• April 18, 2024

Russian Resolve

 Russian Resolve

The Chestny ZNAK system tracks items from production to real-time sales. | Photo: CRPT

The Chestny ZNAK system tracks items from production to real-time sales. | Photo: CRPT

A supplier of product labeling solutions claims its technology had helped shrink the Russian illicit cigarette market by a quarter.

By Marissa Dean

The black market and illicit trade are hot topics. Confronted with ever-rising taxes, consumers of tobacco products in many markets are increasingly tempted by more affordable black market offerings. Many places are adjusting and implementing technologies and processes to help curb black market trade. Russia is one of these areas, having recently been listed by the World Health Organization among the countries with policies providing the highest level of protection for its citizens from tobacco.

During a side event at the third Meeting of the Parties (MOP3) to the Protocol to Eliminate Illicit Trade in Tobacco Products, officials gave a presentation on Russia’s Chestny ZNAK track-and-trace system.
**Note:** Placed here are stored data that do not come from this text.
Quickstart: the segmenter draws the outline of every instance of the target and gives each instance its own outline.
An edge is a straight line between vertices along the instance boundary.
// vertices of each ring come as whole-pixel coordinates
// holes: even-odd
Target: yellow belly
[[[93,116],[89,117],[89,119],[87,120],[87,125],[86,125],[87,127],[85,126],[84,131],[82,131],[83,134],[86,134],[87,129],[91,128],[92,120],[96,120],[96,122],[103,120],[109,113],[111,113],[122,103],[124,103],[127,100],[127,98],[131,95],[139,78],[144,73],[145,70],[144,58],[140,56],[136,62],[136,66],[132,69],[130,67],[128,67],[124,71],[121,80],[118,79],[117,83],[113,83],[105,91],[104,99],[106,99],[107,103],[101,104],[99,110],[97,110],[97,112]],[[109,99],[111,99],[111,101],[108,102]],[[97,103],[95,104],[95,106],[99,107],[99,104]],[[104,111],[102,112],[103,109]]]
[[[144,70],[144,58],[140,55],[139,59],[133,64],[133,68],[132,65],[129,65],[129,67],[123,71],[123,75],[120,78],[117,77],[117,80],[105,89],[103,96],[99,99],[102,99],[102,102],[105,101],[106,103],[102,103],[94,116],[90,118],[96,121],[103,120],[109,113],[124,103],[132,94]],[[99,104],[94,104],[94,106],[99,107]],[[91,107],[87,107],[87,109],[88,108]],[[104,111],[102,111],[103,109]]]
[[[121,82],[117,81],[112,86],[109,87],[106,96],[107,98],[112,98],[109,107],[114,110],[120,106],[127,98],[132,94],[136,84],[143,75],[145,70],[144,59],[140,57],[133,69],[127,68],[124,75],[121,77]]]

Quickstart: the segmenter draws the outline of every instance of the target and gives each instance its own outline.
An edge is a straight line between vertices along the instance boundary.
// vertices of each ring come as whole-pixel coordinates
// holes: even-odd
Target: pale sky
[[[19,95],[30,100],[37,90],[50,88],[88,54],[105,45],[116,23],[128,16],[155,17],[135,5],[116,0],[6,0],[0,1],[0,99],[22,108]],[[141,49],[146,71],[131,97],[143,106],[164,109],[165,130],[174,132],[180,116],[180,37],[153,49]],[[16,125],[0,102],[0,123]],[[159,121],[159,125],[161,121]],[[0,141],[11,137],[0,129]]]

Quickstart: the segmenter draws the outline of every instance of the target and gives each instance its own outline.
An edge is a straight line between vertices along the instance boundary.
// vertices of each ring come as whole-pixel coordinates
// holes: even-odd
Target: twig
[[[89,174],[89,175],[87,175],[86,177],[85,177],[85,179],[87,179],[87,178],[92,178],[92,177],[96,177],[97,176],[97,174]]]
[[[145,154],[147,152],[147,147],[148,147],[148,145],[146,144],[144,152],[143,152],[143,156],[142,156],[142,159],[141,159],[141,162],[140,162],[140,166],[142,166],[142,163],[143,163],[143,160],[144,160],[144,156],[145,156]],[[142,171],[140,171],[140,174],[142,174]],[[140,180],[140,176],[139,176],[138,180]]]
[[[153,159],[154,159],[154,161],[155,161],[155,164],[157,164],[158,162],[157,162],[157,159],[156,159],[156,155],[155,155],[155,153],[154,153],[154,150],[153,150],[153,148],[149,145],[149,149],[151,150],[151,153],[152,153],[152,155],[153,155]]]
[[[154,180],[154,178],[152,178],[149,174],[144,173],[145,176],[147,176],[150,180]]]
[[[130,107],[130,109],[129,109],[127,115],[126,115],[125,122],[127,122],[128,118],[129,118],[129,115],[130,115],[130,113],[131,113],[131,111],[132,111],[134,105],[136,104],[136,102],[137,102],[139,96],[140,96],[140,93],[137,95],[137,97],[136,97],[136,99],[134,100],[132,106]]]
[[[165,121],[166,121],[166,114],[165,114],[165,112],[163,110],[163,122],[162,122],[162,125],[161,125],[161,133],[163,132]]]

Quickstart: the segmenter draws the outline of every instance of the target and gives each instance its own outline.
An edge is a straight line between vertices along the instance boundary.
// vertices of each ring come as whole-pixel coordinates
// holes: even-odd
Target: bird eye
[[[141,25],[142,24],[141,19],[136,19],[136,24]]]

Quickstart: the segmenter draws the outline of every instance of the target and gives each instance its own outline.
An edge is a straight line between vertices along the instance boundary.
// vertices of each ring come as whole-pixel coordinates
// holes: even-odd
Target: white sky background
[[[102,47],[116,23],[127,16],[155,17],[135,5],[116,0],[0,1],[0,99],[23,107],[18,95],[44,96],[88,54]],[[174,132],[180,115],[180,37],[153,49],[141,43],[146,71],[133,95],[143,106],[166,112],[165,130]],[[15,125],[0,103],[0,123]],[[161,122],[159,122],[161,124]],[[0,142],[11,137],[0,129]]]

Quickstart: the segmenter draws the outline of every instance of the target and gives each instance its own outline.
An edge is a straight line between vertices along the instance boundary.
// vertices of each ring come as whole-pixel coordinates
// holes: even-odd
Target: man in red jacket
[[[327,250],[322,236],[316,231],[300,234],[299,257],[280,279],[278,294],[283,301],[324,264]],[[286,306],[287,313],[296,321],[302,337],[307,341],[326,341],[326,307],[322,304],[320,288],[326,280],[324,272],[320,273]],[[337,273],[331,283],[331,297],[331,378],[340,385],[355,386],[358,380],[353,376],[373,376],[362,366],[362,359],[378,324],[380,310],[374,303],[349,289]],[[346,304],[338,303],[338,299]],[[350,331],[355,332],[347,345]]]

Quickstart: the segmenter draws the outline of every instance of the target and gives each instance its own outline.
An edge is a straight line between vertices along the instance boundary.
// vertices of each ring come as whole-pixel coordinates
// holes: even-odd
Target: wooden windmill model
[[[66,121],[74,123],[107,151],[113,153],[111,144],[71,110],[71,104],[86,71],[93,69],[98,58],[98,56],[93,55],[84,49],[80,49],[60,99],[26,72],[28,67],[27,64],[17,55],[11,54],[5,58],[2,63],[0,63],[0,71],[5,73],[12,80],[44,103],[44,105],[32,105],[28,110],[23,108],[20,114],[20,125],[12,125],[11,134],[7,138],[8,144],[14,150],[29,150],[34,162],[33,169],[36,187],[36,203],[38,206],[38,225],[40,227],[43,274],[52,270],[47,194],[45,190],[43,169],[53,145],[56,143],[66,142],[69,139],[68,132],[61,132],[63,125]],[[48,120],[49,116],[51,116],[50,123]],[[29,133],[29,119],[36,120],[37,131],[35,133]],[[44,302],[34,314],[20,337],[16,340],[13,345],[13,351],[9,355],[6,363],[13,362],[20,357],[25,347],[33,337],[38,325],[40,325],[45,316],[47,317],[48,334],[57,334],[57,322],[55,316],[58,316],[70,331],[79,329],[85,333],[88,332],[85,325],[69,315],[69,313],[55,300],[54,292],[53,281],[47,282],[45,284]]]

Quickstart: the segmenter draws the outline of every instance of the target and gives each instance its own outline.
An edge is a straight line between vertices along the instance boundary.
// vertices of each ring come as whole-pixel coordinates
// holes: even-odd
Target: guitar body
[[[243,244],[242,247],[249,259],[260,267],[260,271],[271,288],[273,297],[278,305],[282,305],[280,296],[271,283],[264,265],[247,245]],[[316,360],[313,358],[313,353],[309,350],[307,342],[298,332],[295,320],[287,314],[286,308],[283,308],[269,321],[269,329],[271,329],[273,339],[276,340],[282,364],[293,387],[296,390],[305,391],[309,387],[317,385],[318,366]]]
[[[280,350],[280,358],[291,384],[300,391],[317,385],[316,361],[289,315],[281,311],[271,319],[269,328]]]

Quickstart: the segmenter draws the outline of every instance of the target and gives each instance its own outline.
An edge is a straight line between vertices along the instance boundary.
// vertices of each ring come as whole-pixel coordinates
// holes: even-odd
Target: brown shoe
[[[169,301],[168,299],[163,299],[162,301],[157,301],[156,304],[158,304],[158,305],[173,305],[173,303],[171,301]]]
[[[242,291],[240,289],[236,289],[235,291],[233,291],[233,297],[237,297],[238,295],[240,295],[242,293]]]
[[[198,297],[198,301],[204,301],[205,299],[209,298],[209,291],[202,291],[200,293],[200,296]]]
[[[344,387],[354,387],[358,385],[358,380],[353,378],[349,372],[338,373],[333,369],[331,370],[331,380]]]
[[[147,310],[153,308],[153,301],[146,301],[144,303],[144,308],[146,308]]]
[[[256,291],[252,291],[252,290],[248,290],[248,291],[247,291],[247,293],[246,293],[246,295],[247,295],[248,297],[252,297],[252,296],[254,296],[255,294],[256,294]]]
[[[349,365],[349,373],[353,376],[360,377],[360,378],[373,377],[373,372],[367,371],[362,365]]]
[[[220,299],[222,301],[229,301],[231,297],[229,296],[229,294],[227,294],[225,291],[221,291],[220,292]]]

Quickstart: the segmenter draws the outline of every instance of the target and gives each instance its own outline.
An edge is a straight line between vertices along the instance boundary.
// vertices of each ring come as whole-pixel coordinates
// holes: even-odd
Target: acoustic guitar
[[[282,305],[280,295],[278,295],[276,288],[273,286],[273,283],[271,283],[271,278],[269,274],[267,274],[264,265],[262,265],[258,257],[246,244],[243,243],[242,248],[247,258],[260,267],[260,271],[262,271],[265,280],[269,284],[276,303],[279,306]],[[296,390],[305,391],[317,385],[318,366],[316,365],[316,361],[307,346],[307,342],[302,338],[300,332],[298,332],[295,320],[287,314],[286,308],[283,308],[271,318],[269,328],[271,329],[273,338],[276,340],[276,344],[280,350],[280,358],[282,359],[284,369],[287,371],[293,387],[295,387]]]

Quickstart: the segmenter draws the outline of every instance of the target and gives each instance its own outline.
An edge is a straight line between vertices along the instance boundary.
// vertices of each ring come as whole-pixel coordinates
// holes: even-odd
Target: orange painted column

The event, which took place on Feb. 13 in Panama, was aimed at familiarizing the parties “with proven approaches to ensuring traceability of tobacco products in accordance with Article 8 of the protocol,” according to Revaz Yusupov, deputy general director for the Center for Research in Perspective Technologies (CRPT) in Moscow. “Special attention during the presentations was given to the impact of the system on reducing the illicit tobacco trade in Russia. Representatives from Nigeria, Brazil and Panama were present at the event, facilitating discussions on the potential implementation of the system in their respective countries.”

Introduced by the CRPT in 2019, the Chestny ZNAK system tracks items from production to real-time sales. According to Yusupov, the system is the first of its kind globally. “The fundamental approach involves assigning a unique digital data matrix code to each product,” explained Yusupov. “This code undergoes scanning at every stage, spanning from production to sale. The entire product journey is traced through electronic document management and online cash registers, mandated by law across the country.”

Products with the assigned digital codes are deemed legal, complying with all requisites and documentation. Attempting to illegally introduce goods into the Russian market without proper documentation and labeling is “impractical,” according to the CRPT, because of the success of the Chestny ZNAK system—the digital codes are safeguarded by cryptographic protection, which makes forgery impossible.

The information about the products within the system is tamper-proof as well, according to the CRPT, and the system blocks the sale of expired goods or goods lacking proper documentation. Currently, 667,000 companies and individual entrepreneurs use the system, which boasts a processing capacity exceeding 350,000 operations per second (“surpassing that of Uber or Netflix,” said Yusupov) and a data volume of nearly 100 petabytes.

The Chestny ZNAK system isn’t specifically for tobacco products, though it has been successful in curbing the illicit tobacco market. The system can be used across goods, and it has been implemented in 16 categories of goods, including dairy products, water, clothing, footwear, perfumes, tobacco, medicines, beer and low-alcohol beverages, biologically active additives, antiseptics, medical products, soft drinks and juices, wheelchairs and children’s water, according to the CRPT. When asked about how the system works across goods, Yusupov stated that “The implementation process kicks off with pilot tests for each product category. While participation is not mandatory, it is in the business’ interest as it provides an opportunity to prepare equipment and practice with free Data Matrix codes. Workgroups are formed, comprising representatives from both the business sector and the system operator. Collaboratively, they develop a labeling concept that aligns with the unique requirements of each area within the circulation of goods.”

And the system has been quite successful, according to its manufacturer. “Before the introduction of labeling,” said Yusupov, “the illegal tobacco market in Russia consistently grew, surpassing 15.6 percent by 2019. Following the implementation of labeling, it decreased by a quarter, with 18 productions legalized and 45 illegal ones shut down. Authorities claim that the combined impact of cracking down on illegal trade resulted in RUB245 billion ($2.7 billion) in increased tax revenues.”

By the end of 2025, it’s estimated that the overall economic impact will reach RUB1.6 trillion ($17.6 billion).

In addition to the Chestny ZNAK system, Russia has also enacted a law to systematize control over the circulation of tobacco raw materials and equipment through the licensing institute along with the establishment of an authorized government body for supervision. This government body has instituted a system for registration of equipment. Requirements have also been introduced for tracking the volume of production and circulation of tobacco products and raw materials and for the seizure and destruction of illegal tobacco products and the associated manufacturing equipment, and customs and border authorities have been granted additional powers in regard to illicit trade. Administrative and criminal liability are enforced for a broad range of violations related to mandatory product labeling requirements, including smuggling, production, introduction into circulation and transportation of unmarked goods. There are also quantitative restrictions on the movement of individuals within the territory of the Russian Federation with unmarked tobacco and nicotine-containing products. All of these reforms in combination with the Chestny ZNAK system have led to Russia’s success in curbing illicit trade, according to the CRPT.